There is still such a thing as a tesseract, y'know.

I had such delightful dreams last night. Ever since getting out of the daily grind—I'm on "sabbatical," let's call it, this month—I have been flying again in my dreams. I haven't had the gumption to get off the ground in recent memory, but last night I was soaring. Turns out it's like riding a bike.
I don't know why I thought of that when I read just now that Madeleine L'Engle has died. Maybe because her books about Meg and Charles Wallace mind-fucked me at a very early age, influencing forever the landscape of my dreams. In waking life, they gave me a sense of the eerie otherness of things, which I have not lost.
Growing up in the seventies and early eighties, we had some pretty funky books to choose from, didn't we? Anything by Shel Silverstein was all right by me. And the author's photo on the back flap, with his guitar and his foot, and that sultry, so not-suitable-for-children's-books stare, always fascinated me...

You know what I'm sayin'? I was like, wow, what is that look? We don't have that look in Kid World.
And then his words and pictures were infused with something we didn't have in Kid World, either. I couldn't put my finger on it at the time, but it came as no surprise to discover in adulthood that he had produced a coffee-table book full of rated-R cartoons (Different Dances) that were a lot like his G-rated cartoons, only more so.

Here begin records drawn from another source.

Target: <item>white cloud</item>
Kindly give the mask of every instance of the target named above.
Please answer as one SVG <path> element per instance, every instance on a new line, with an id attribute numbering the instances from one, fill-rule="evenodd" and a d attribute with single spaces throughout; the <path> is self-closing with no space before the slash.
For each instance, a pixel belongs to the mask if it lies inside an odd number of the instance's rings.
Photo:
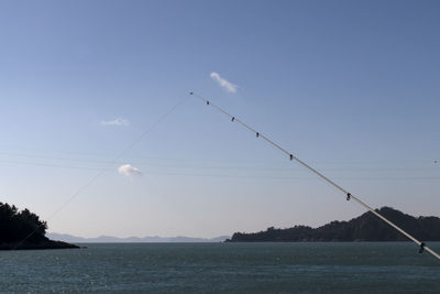
<path id="1" fill-rule="evenodd" d="M 109 121 L 101 121 L 102 126 L 122 126 L 122 127 L 127 127 L 130 126 L 130 121 L 123 118 L 117 118 L 113 120 L 109 120 Z"/>
<path id="2" fill-rule="evenodd" d="M 217 81 L 217 84 L 219 84 L 219 86 L 223 87 L 227 91 L 229 92 L 237 92 L 237 88 L 239 86 L 228 81 L 227 79 L 222 78 L 219 74 L 217 74 L 216 72 L 211 73 L 211 78 L 213 80 Z"/>
<path id="3" fill-rule="evenodd" d="M 118 172 L 121 175 L 129 176 L 129 177 L 142 175 L 142 172 L 139 168 L 131 166 L 130 164 L 123 164 L 123 165 L 119 166 Z"/>

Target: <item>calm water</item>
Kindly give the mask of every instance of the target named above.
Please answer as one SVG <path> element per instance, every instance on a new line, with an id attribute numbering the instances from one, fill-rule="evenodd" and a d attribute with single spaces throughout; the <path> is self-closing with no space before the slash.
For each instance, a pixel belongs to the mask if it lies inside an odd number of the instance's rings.
<path id="1" fill-rule="evenodd" d="M 0 251 L 0 292 L 440 293 L 440 261 L 411 243 L 85 246 Z"/>

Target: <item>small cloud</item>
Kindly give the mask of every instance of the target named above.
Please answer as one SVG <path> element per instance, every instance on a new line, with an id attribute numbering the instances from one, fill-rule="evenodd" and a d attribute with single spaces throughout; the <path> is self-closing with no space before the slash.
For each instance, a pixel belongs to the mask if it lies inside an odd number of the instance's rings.
<path id="1" fill-rule="evenodd" d="M 129 177 L 142 175 L 142 172 L 139 168 L 131 166 L 130 164 L 123 164 L 123 165 L 119 166 L 118 172 L 121 175 L 129 176 Z"/>
<path id="2" fill-rule="evenodd" d="M 211 78 L 213 80 L 217 81 L 217 84 L 219 84 L 220 87 L 223 87 L 227 91 L 237 92 L 237 88 L 239 86 L 237 86 L 237 85 L 228 81 L 227 79 L 222 78 L 218 73 L 212 72 L 210 76 L 211 76 Z"/>
<path id="3" fill-rule="evenodd" d="M 114 120 L 109 120 L 109 121 L 101 121 L 102 126 L 122 126 L 122 127 L 128 127 L 130 126 L 130 121 L 123 118 L 117 118 Z"/>

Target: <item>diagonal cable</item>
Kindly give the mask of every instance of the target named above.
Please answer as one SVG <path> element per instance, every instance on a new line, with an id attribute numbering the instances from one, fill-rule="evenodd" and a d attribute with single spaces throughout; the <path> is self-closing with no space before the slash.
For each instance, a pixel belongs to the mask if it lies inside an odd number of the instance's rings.
<path id="1" fill-rule="evenodd" d="M 190 91 L 189 95 L 193 95 L 195 97 L 197 97 L 198 99 L 202 100 L 207 106 L 211 106 L 212 108 L 215 108 L 216 110 L 218 110 L 219 112 L 223 113 L 224 116 L 227 116 L 232 122 L 237 122 L 239 124 L 241 124 L 242 127 L 244 127 L 245 129 L 248 129 L 249 131 L 255 133 L 256 138 L 261 138 L 264 141 L 266 141 L 267 143 L 270 143 L 271 145 L 273 145 L 274 148 L 278 149 L 279 151 L 282 151 L 283 153 L 285 153 L 290 161 L 296 161 L 299 164 L 301 164 L 302 166 L 305 166 L 307 170 L 309 170 L 310 172 L 312 172 L 314 174 L 316 174 L 317 176 L 319 176 L 320 178 L 322 178 L 323 181 L 326 181 L 327 183 L 329 183 L 330 185 L 332 185 L 333 187 L 336 187 L 337 189 L 339 189 L 340 192 L 342 192 L 345 196 L 346 196 L 346 200 L 353 199 L 355 200 L 358 204 L 360 204 L 361 206 L 363 206 L 366 210 L 371 211 L 372 214 L 374 214 L 375 216 L 377 216 L 378 218 L 381 218 L 383 221 L 385 221 L 386 224 L 388 224 L 389 226 L 392 226 L 394 229 L 396 229 L 397 231 L 399 231 L 400 233 L 405 235 L 408 239 L 410 239 L 413 242 L 415 242 L 416 244 L 418 244 L 420 247 L 419 252 L 421 253 L 424 250 L 428 251 L 429 253 L 431 253 L 433 257 L 436 257 L 437 259 L 440 260 L 440 255 L 433 251 L 432 249 L 430 249 L 429 247 L 427 247 L 424 242 L 417 240 L 415 237 L 413 237 L 411 235 L 409 235 L 408 232 L 406 232 L 404 229 L 402 229 L 400 227 L 398 227 L 396 224 L 394 224 L 393 221 L 388 220 L 387 218 L 385 218 L 384 216 L 382 216 L 380 213 L 377 213 L 376 210 L 374 210 L 371 206 L 369 206 L 367 204 L 365 204 L 364 202 L 362 202 L 360 198 L 358 198 L 356 196 L 352 195 L 350 192 L 348 192 L 346 189 L 344 189 L 343 187 L 341 187 L 340 185 L 338 185 L 337 183 L 334 183 L 333 181 L 331 181 L 330 178 L 328 178 L 327 176 L 324 176 L 323 174 L 321 174 L 320 172 L 318 172 L 317 170 L 315 170 L 314 167 L 311 167 L 310 165 L 308 165 L 307 163 L 305 163 L 304 161 L 301 161 L 300 159 L 298 159 L 297 156 L 295 156 L 294 154 L 292 154 L 290 152 L 288 152 L 287 150 L 283 149 L 280 145 L 278 145 L 277 143 L 275 143 L 274 141 L 272 141 L 271 139 L 268 139 L 267 137 L 265 137 L 264 134 L 261 134 L 260 132 L 257 132 L 256 130 L 254 130 L 252 127 L 248 126 L 246 123 L 244 123 L 243 121 L 241 121 L 240 119 L 235 118 L 234 116 L 232 116 L 231 113 L 229 113 L 228 111 L 226 111 L 224 109 L 222 109 L 221 107 L 212 104 L 210 100 L 201 97 L 200 95 Z"/>

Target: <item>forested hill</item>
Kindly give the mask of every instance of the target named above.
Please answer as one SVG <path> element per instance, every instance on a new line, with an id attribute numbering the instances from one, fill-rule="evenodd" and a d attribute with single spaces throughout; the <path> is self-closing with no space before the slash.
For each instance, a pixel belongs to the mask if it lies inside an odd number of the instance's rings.
<path id="1" fill-rule="evenodd" d="M 413 217 L 391 207 L 376 209 L 381 215 L 422 241 L 440 241 L 440 218 Z M 235 232 L 227 242 L 318 242 L 318 241 L 408 241 L 371 211 L 349 221 L 331 221 L 319 228 L 295 226 L 288 229 Z"/>
<path id="2" fill-rule="evenodd" d="M 0 250 L 78 248 L 50 240 L 46 228 L 47 224 L 30 210 L 0 203 Z"/>

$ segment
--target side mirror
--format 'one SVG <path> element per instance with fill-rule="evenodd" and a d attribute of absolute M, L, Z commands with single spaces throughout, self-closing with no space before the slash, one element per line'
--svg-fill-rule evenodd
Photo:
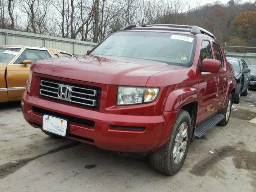
<path fill-rule="evenodd" d="M 201 64 L 201 71 L 218 73 L 220 70 L 221 63 L 216 59 L 204 59 Z"/>
<path fill-rule="evenodd" d="M 243 73 L 250 73 L 251 72 L 251 69 L 248 68 L 245 68 L 243 69 Z"/>
<path fill-rule="evenodd" d="M 24 60 L 22 61 L 22 64 L 23 66 L 26 66 L 27 64 L 31 64 L 32 62 L 31 60 Z"/>

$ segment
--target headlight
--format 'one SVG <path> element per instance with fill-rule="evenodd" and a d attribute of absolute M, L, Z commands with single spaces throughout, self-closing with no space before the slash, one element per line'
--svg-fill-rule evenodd
<path fill-rule="evenodd" d="M 158 88 L 118 87 L 118 105 L 148 103 L 154 101 L 158 93 Z"/>
<path fill-rule="evenodd" d="M 28 82 L 31 84 L 31 80 L 32 80 L 32 74 L 33 74 L 33 72 L 30 69 L 29 71 L 29 75 L 28 75 Z"/>

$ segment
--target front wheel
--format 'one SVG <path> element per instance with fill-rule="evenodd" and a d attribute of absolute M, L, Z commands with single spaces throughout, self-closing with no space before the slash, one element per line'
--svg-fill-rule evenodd
<path fill-rule="evenodd" d="M 169 140 L 158 150 L 150 154 L 151 166 L 167 175 L 175 174 L 181 168 L 191 139 L 191 120 L 187 111 L 180 110 Z"/>
<path fill-rule="evenodd" d="M 218 125 L 221 126 L 225 126 L 229 120 L 229 118 L 231 113 L 231 107 L 232 107 L 232 96 L 230 96 L 228 99 L 227 106 L 221 112 L 221 114 L 224 116 L 224 118 L 220 122 Z"/>

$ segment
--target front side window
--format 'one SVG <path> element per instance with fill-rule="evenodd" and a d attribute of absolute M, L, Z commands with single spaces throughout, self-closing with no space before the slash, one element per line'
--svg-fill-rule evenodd
<path fill-rule="evenodd" d="M 21 49 L 0 47 L 0 63 L 8 64 L 16 56 Z"/>
<path fill-rule="evenodd" d="M 189 66 L 196 39 L 192 36 L 160 32 L 126 31 L 114 34 L 89 55 L 135 58 Z"/>
<path fill-rule="evenodd" d="M 14 64 L 22 64 L 24 60 L 31 60 L 33 63 L 38 59 L 51 57 L 48 52 L 44 50 L 26 49 L 14 62 Z"/>
<path fill-rule="evenodd" d="M 245 61 L 244 60 L 242 60 L 242 62 L 243 62 L 243 68 L 248 68 L 248 66 L 246 64 L 246 63 L 245 62 Z"/>
<path fill-rule="evenodd" d="M 240 71 L 240 65 L 239 64 L 239 61 L 237 59 L 232 59 L 232 58 L 227 58 L 228 62 L 232 65 L 234 70 L 237 72 Z"/>
<path fill-rule="evenodd" d="M 256 67 L 250 66 L 249 68 L 251 69 L 251 73 L 256 73 Z"/>
<path fill-rule="evenodd" d="M 221 53 L 221 50 L 220 50 L 220 47 L 218 45 L 215 43 L 213 44 L 213 47 L 215 51 L 215 54 L 216 54 L 216 59 L 219 61 L 220 61 L 221 63 L 221 68 L 223 68 L 223 58 L 222 57 L 222 54 Z"/>
<path fill-rule="evenodd" d="M 60 54 L 62 55 L 62 56 L 64 57 L 71 57 L 71 56 L 69 54 L 67 54 L 66 53 L 60 53 Z"/>
<path fill-rule="evenodd" d="M 204 41 L 202 42 L 201 52 L 200 52 L 200 61 L 202 64 L 204 59 L 212 59 L 212 55 L 211 50 L 211 45 L 208 41 Z"/>

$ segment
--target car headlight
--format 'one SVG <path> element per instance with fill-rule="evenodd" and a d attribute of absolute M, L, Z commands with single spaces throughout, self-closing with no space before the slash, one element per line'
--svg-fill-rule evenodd
<path fill-rule="evenodd" d="M 30 69 L 29 71 L 29 75 L 28 75 L 28 82 L 31 84 L 31 80 L 32 80 L 32 74 L 33 74 L 33 72 Z"/>
<path fill-rule="evenodd" d="M 158 88 L 118 87 L 118 105 L 148 103 L 154 101 L 158 93 Z"/>

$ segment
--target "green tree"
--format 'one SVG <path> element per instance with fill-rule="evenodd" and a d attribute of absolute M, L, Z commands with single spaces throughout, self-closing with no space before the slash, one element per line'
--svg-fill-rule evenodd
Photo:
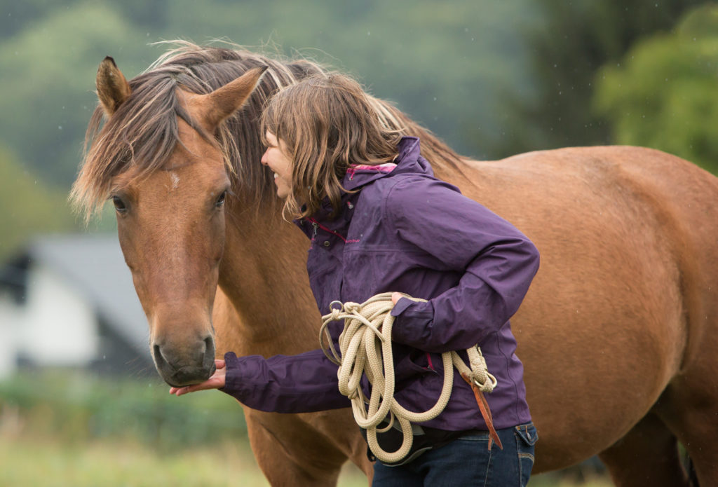
<path fill-rule="evenodd" d="M 146 39 L 113 8 L 94 2 L 52 10 L 4 42 L 0 141 L 44 181 L 69 187 L 97 103 L 100 61 L 124 54 L 123 68 L 134 75 L 149 62 L 141 52 L 153 57 Z"/>
<path fill-rule="evenodd" d="M 64 191 L 48 187 L 0 148 L 0 262 L 32 235 L 76 229 Z"/>
<path fill-rule="evenodd" d="M 640 38 L 669 31 L 705 0 L 540 0 L 543 19 L 528 24 L 533 90 L 505 91 L 505 136 L 494 151 L 610 143 L 610 129 L 591 110 L 595 73 L 617 63 Z"/>
<path fill-rule="evenodd" d="M 687 13 L 598 73 L 594 105 L 619 143 L 647 146 L 718 174 L 718 6 Z"/>

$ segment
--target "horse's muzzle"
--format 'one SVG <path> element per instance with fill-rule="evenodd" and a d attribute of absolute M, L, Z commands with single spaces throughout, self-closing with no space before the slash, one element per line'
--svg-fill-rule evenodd
<path fill-rule="evenodd" d="M 183 387 L 204 382 L 215 373 L 215 342 L 211 336 L 194 346 L 172 347 L 155 344 L 152 358 L 157 372 L 173 387 Z"/>

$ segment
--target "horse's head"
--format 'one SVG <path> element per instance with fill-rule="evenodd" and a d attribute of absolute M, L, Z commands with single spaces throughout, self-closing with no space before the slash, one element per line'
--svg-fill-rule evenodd
<path fill-rule="evenodd" d="M 171 89 L 135 82 L 141 76 L 129 83 L 111 58 L 98 72 L 107 121 L 73 191 L 75 199 L 83 192 L 86 199 L 86 180 L 106 181 L 97 191 L 114 204 L 120 245 L 149 323 L 152 357 L 173 386 L 201 382 L 215 369 L 212 309 L 233 176 L 215 134 L 264 69 L 250 69 L 204 94 L 176 79 Z M 98 165 L 103 158 L 114 162 Z"/>

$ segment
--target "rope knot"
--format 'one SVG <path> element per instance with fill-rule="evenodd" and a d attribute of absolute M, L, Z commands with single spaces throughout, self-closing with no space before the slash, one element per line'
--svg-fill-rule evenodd
<path fill-rule="evenodd" d="M 424 301 L 407 297 L 414 301 Z M 320 345 L 327 357 L 339 366 L 337 379 L 340 392 L 351 399 L 354 419 L 360 427 L 366 430 L 370 449 L 377 458 L 385 463 L 397 462 L 407 455 L 414 442 L 412 422 L 429 421 L 444 410 L 453 387 L 454 367 L 471 384 L 475 394 L 477 388 L 490 392 L 496 385 L 496 379 L 486 370 L 486 361 L 478 346 L 467 350 L 470 369 L 457 353 L 446 352 L 442 354 L 444 385 L 436 404 L 424 412 L 409 411 L 393 397 L 395 383 L 391 327 L 394 317 L 391 314 L 393 308 L 391 293 L 378 294 L 361 304 L 332 301 L 330 308 L 331 312 L 322 316 Z M 344 330 L 339 336 L 337 351 L 327 325 L 331 321 L 342 319 L 344 320 Z M 328 339 L 326 344 L 325 338 Z M 372 392 L 368 400 L 361 389 L 361 379 L 364 375 L 371 384 Z M 477 399 L 477 402 L 478 400 Z M 480 409 L 481 407 L 480 405 Z M 488 419 L 482 409 L 481 414 L 493 432 L 491 438 L 495 437 L 495 441 L 500 447 L 500 442 L 491 422 L 490 412 Z M 398 421 L 404 435 L 401 446 L 395 452 L 384 451 L 377 440 L 377 433 L 383 431 L 378 427 L 387 418 L 389 418 L 390 423 L 387 428 L 391 427 L 395 420 Z"/>

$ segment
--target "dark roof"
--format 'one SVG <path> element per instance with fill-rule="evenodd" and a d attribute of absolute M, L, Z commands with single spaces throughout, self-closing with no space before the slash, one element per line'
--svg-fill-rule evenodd
<path fill-rule="evenodd" d="M 25 255 L 30 263 L 67 279 L 107 326 L 143 355 L 148 353 L 147 319 L 116 235 L 37 238 L 26 247 Z"/>

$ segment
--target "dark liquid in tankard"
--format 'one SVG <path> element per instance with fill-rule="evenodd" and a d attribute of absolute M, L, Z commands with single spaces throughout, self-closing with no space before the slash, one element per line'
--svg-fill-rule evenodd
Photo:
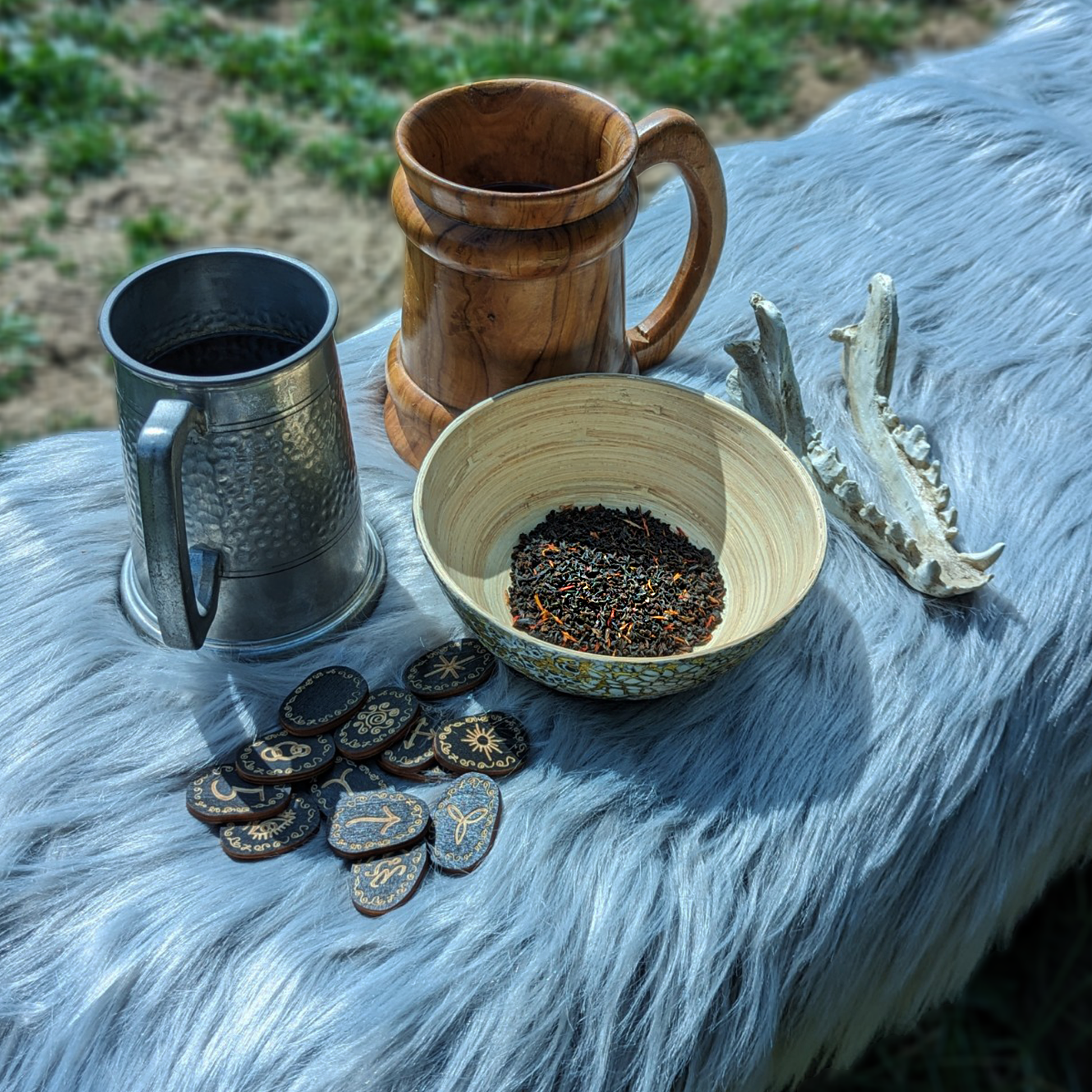
<path fill-rule="evenodd" d="M 158 371 L 175 376 L 232 376 L 258 371 L 287 359 L 302 342 L 265 333 L 212 334 L 168 348 L 149 361 Z"/>

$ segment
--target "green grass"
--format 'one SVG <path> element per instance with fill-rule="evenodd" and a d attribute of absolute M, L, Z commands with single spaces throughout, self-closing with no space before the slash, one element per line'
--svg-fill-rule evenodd
<path fill-rule="evenodd" d="M 438 87 L 539 75 L 610 88 L 634 112 L 732 109 L 760 126 L 790 108 L 802 57 L 831 46 L 889 57 L 921 17 L 904 0 L 743 0 L 716 21 L 686 0 L 316 0 L 298 24 L 272 27 L 260 22 L 268 0 L 165 0 L 138 27 L 118 0 L 0 4 L 20 28 L 0 47 L 0 198 L 35 185 L 25 164 L 3 157 L 3 145 L 25 145 L 32 133 L 48 134 L 56 175 L 80 181 L 121 169 L 123 129 L 150 103 L 122 87 L 105 57 L 205 68 L 305 121 L 320 114 L 360 142 L 360 163 L 348 162 L 347 143 L 299 149 L 290 133 L 301 126 L 256 105 L 229 117 L 244 167 L 262 175 L 296 151 L 311 174 L 367 195 L 385 188 L 399 117 Z M 210 14 L 216 9 L 227 21 Z M 240 15 L 252 21 L 232 22 Z M 443 33 L 425 33 L 438 26 Z"/>
<path fill-rule="evenodd" d="M 155 205 L 143 216 L 122 221 L 121 234 L 129 248 L 130 268 L 136 269 L 158 261 L 181 246 L 186 242 L 189 230 L 166 209 Z M 114 280 L 120 277 L 111 274 L 111 281 Z"/>
<path fill-rule="evenodd" d="M 263 110 L 226 110 L 224 117 L 242 166 L 252 177 L 268 175 L 296 143 L 295 130 Z"/>
<path fill-rule="evenodd" d="M 377 152 L 351 134 L 309 141 L 301 162 L 308 174 L 328 178 L 345 193 L 382 197 L 397 169 L 389 152 Z"/>
<path fill-rule="evenodd" d="M 0 309 L 0 402 L 26 388 L 34 369 L 33 353 L 40 343 L 31 318 L 14 307 Z"/>

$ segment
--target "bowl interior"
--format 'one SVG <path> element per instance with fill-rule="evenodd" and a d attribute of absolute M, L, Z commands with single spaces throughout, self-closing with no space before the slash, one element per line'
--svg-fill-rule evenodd
<path fill-rule="evenodd" d="M 520 534 L 560 505 L 598 503 L 641 505 L 716 557 L 724 617 L 684 655 L 768 629 L 811 586 L 826 550 L 816 488 L 772 432 L 712 395 L 634 376 L 548 379 L 478 403 L 432 446 L 414 496 L 434 569 L 507 630 Z"/>

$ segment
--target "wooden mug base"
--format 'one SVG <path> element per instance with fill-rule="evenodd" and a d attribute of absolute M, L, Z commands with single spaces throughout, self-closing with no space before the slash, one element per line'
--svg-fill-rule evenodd
<path fill-rule="evenodd" d="M 387 399 L 383 426 L 395 452 L 411 466 L 419 467 L 436 438 L 453 419 L 426 391 L 406 375 L 402 364 L 402 331 L 387 351 Z"/>
<path fill-rule="evenodd" d="M 574 369 L 577 371 L 585 369 Z M 589 368 L 586 370 L 597 370 Z M 637 356 L 627 343 L 618 371 L 636 376 L 640 373 Z M 562 372 L 563 373 L 563 372 Z M 553 378 L 538 376 L 538 379 Z M 470 408 L 464 406 L 462 408 Z M 391 447 L 411 466 L 419 468 L 428 449 L 436 438 L 454 420 L 452 413 L 437 402 L 427 391 L 422 390 L 408 376 L 402 363 L 402 331 L 391 340 L 387 351 L 387 396 L 383 400 L 383 427 Z"/>

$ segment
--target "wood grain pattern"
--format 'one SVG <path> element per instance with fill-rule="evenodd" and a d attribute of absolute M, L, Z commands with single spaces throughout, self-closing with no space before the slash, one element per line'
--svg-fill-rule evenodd
<path fill-rule="evenodd" d="M 423 99 L 395 147 L 405 287 L 384 423 L 407 462 L 419 465 L 455 416 L 512 387 L 660 363 L 693 318 L 727 206 L 716 156 L 687 115 L 660 110 L 638 127 L 579 87 L 494 80 Z M 664 300 L 627 331 L 621 244 L 637 175 L 656 163 L 682 174 L 690 235 Z"/>

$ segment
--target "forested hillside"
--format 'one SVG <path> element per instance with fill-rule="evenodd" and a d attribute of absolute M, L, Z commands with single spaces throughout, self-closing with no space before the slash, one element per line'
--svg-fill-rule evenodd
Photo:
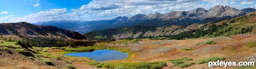
<path fill-rule="evenodd" d="M 231 19 L 183 26 L 174 25 L 162 27 L 137 26 L 120 29 L 109 29 L 93 31 L 85 34 L 84 36 L 89 39 L 96 40 L 160 37 L 182 40 L 204 37 L 229 36 L 255 32 L 256 16 L 255 13 L 252 13 Z"/>
<path fill-rule="evenodd" d="M 41 26 L 26 22 L 0 24 L 0 34 L 26 37 L 49 37 L 62 39 L 86 39 L 79 33 L 54 26 Z"/>

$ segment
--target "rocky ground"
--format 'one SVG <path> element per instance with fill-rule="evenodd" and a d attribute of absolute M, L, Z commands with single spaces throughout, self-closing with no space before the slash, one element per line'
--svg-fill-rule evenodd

Silverstein was a gifted songwriter, too. Did you know he wrote "A Boy Named Sue"? Not a stretch when you think about it, is it? He also wrote the anti-VD anthem, "Don't Give A Dose to the One You Love Most." Still very handy advice.
I also read Norton Juster's The Phantom Tollbooth, with his neighbor Jules Feiffer's illustrations over and over and over again, and loved it more each time.
I haven't reread A Wrinkle in Time recently—but my other favorites have certainly endured, and journeys to a slightly tilting planet still loom large in my shadowy memories of that alternate universe we call, for lack of a better word, Childhood.